Uma edificação que merece registro, menos pela arquitetura e mais pela história dramática que encerra é o Palazzo Cenci Bolognettti, construído no início do séc. XVI, localizado no Vicolo dei Cenci, quase junto ao Tibre. Neste imóvel morou a influente e poderosa família Cenci, cujo chefe, Francesco, era temido em toda a Roma por sua crueldade e completa falta de escrúpulo. Na amarga e sombria narrativa desta casa, figura sua filha, a jovem e bela Beatriz Cenci. Esta moça, com a idade então de 16 anos, após um tumultuado e escabroso julgamento, foi condenada pelo papa Clementi VIII Aldobrandini ao cadafalso pelo assassinato de seu pai, em derradeiro protesto pelas desumanidades por ele praticadas contra a família, acumpliciada com o irmão Giacomo e sua madrasta Lucrezia Petroni, igualmente decapitados em 12 de setembro de 1599, na Ponte de Santo Angelo. O rumoroso acontecimento rendeu textos teatrais e poéticos a escritores de nomeada, como Stendhal, Prosper Merimée e Shelley, e até ao brasileiro Gonçalves Dias, que, no início de sua vida literária, publicou, em Coimbra, peça de teatro com o nome da infortunada Beatriz.
Para fechar esta tão agradável visitação às fontes e aos palácios da velha Roma, estivéssemos nós em Roma, seria hora de merecido recreio espiritual e físico numa daquelas casas da noite que acolhem o viajante com prazer e alegria, que nos atraem em toda a cidade, especialmente no Trastevere, naquele bairro romântico e que tanto nos inspira por tudo que contém, de pedras milenares e de gentes que construíram aquele território, hoje um bairro de sonhos do que foi a riqueza e alegria do império.
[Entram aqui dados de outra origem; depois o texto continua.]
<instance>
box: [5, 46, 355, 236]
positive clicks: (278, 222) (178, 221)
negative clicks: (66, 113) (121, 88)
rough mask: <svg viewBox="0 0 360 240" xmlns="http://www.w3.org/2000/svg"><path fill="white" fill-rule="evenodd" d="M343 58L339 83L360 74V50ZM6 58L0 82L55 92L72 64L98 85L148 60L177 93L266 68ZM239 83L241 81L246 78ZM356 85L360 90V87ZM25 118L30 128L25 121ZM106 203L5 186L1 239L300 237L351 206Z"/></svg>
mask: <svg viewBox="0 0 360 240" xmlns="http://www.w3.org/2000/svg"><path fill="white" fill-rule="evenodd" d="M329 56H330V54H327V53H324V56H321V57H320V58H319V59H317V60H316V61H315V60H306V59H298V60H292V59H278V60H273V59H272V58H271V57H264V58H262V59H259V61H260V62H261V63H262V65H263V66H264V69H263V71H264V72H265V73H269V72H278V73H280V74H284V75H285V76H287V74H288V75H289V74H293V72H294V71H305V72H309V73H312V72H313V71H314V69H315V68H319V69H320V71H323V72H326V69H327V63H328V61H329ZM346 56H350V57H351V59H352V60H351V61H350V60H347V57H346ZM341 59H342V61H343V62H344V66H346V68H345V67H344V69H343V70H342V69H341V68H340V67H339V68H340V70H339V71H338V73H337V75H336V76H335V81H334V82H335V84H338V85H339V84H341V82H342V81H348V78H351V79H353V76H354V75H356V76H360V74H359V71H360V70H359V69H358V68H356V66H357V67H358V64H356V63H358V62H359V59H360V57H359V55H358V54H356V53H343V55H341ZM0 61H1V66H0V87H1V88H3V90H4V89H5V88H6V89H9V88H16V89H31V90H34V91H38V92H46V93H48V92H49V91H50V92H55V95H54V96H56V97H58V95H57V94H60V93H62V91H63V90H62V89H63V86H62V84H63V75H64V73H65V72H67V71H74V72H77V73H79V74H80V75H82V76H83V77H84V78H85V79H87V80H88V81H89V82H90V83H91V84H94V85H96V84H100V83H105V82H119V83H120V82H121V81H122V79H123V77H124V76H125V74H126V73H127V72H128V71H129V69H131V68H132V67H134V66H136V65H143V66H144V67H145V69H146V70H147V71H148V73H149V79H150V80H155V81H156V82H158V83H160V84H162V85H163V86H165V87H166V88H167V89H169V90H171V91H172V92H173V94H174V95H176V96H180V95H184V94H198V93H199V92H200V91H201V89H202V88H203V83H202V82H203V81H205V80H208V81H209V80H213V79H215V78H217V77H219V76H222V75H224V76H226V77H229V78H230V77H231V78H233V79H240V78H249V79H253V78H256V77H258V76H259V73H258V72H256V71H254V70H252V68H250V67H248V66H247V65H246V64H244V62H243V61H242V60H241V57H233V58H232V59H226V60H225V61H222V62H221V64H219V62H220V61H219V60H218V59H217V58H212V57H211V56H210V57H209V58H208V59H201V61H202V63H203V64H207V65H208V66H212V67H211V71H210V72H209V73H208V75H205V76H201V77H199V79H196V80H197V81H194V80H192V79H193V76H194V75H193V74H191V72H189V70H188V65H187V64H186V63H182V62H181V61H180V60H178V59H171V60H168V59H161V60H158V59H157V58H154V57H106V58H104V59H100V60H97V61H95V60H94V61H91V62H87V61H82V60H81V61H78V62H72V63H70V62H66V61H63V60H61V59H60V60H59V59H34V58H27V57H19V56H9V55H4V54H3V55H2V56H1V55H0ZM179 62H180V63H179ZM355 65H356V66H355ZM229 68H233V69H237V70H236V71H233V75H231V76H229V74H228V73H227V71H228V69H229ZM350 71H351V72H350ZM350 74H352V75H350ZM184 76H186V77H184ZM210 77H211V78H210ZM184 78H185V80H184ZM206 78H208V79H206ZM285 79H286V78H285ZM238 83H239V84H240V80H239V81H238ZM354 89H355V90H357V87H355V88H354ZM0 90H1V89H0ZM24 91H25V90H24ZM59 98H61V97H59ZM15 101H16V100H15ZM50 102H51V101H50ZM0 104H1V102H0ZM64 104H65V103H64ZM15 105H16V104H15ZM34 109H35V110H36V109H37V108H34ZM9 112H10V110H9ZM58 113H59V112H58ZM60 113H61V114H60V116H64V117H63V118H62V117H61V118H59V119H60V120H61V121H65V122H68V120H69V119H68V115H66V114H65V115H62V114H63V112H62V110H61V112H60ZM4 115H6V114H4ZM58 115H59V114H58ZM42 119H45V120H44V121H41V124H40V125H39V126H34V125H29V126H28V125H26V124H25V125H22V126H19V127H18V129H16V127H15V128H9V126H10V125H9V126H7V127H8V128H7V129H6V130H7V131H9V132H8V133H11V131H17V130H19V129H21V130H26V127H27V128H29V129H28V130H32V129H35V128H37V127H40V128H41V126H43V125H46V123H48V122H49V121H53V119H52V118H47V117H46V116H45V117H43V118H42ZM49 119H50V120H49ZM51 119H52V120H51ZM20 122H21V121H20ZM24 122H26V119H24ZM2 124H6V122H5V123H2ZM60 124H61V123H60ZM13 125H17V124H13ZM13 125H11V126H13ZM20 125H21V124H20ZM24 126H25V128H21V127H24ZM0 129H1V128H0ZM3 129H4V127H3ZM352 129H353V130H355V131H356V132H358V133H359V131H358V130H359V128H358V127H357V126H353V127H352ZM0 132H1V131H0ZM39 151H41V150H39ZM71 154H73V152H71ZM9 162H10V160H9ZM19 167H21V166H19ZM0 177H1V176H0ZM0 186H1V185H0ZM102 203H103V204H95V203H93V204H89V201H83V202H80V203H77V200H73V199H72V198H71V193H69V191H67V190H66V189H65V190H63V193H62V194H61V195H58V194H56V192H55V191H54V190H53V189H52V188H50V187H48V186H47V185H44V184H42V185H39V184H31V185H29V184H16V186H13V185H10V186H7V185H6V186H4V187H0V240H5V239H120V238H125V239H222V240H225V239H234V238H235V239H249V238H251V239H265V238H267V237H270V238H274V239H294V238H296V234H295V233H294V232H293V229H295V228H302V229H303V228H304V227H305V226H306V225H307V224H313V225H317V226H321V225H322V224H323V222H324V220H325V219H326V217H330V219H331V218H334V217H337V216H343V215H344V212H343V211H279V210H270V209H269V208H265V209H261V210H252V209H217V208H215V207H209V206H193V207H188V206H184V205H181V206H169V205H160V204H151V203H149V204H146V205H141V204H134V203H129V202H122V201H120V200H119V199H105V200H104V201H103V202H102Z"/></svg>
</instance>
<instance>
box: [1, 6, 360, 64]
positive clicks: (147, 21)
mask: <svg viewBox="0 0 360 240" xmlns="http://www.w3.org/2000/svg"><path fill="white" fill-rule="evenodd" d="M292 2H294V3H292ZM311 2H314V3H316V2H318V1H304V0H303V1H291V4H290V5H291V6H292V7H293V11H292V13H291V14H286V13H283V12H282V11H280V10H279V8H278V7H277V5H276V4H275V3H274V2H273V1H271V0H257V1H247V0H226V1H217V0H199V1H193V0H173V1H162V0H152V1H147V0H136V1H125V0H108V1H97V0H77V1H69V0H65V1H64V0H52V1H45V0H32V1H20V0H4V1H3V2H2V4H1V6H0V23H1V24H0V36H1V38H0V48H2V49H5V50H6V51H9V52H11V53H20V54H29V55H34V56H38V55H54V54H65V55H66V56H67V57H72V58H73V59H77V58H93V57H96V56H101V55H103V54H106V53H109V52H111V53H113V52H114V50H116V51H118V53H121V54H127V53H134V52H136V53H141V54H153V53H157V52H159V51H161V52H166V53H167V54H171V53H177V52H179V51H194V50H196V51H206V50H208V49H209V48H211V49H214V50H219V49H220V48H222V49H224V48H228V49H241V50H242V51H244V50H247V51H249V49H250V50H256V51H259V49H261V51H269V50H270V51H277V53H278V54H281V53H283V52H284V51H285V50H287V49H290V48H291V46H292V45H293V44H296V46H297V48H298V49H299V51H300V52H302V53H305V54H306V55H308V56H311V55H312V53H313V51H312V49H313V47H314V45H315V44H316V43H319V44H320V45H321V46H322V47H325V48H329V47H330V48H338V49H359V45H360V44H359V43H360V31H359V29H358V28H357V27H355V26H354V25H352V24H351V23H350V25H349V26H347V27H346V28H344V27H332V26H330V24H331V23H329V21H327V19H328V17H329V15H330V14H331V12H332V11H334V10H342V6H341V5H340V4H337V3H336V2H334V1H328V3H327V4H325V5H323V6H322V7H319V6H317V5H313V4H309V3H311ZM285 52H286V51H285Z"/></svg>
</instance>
Porque ali, pela sua geografia urbana, pela contemplação das edificações quinhentistas e admiráveis que se sucedem, nos sentimos fora do alcance da canseira, da perplexidade e das surpresas, que se transmudam no contentamento de poucos mundanos, ainda muito poucos, daquele território que a todo instante nos instiga pelo mistério, pela história e pelo indescritível prazer que é desfrutar de uma noite em Roma.
O momento de mais um convívio com os romanos e com seus hóspedes de todo o mundo, é dádiva que se concede no espetáculo que se chama Roma.